Every year, fewer and fewer Holocaust survivors remain alive to share their experiences.

On Thursday night, Holocaust survivor Michael Herskovitz was brought to Penn’s campus by the Hillel Holocaust Education Committee to tell his story.

“I don’t know how I survived,” Herskovitz said. “But I did, and that’s why I want the world to know what happened.”

“There are so few survivors left,” said College junior Lianna Brenner, one of the leaders of the Holocaust Education Committee. “It’s really important to honor the stories of the survivors while they’re still alive.”

Herskovitz described his life in Czechoslovakia before the war and his experiences in various concentration camps.

“Deep inside I knew that I would never go home,” he said. “I just lived to get to the next meal.”

Herskovitz is one of 31 Holocaust survivors and liberators who travel around the country as part of the Holocaust Awareness Museum’s mission to educate students about the Holocaust. This year, the museum brought speakers to 250 schools in the United States, reaching about 23,000 students.

“You are the last generation to hear an eyewitness speak to you,” said Phil Holtje, the Holocaust Awareness Museum’s program director, who introduced Herskovitz to the students who attended the speech.

This point was emphasized again by Herskovitz’s wife, Tonya.

“We are depending on you to go forward and tell everyone about the Holocaust,” she said. “You can never let it happen again.”

Herskovitz’s speech was just one event organized by the Holocaust Education Committee in order to commemorate Holocaust Memorial Day.
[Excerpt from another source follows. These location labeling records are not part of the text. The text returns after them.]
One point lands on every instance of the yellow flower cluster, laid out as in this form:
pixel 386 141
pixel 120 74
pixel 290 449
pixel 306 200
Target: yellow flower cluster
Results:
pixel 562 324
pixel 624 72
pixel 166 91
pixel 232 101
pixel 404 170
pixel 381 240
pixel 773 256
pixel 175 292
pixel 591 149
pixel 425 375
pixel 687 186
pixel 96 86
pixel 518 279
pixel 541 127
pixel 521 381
Last night, students shared poems and stories about their personal connections to the Holocaust in the Shotel-Dubin Auditorium in Hillel.

Students also read the names of Holocaust victims aloud on College Green today from 10 a.m. to 2 p.m.

“We wanted people to be able to relate to a name,” said College senior Cindy Berman, one of the organizers of the event.

“Six million is too big of a number to comprehend,” said College freshman Farrel Levenson, who attended Herskovitz’s speech. “It’s an honor to be able to hear about the Holocaust firsthand and to witness the strength of someone who went through it.”

“The Holocaust is not just Jewish history, it’s world history,” Herskovitz said. “Tell the world what the world went through so that it will never happen again.”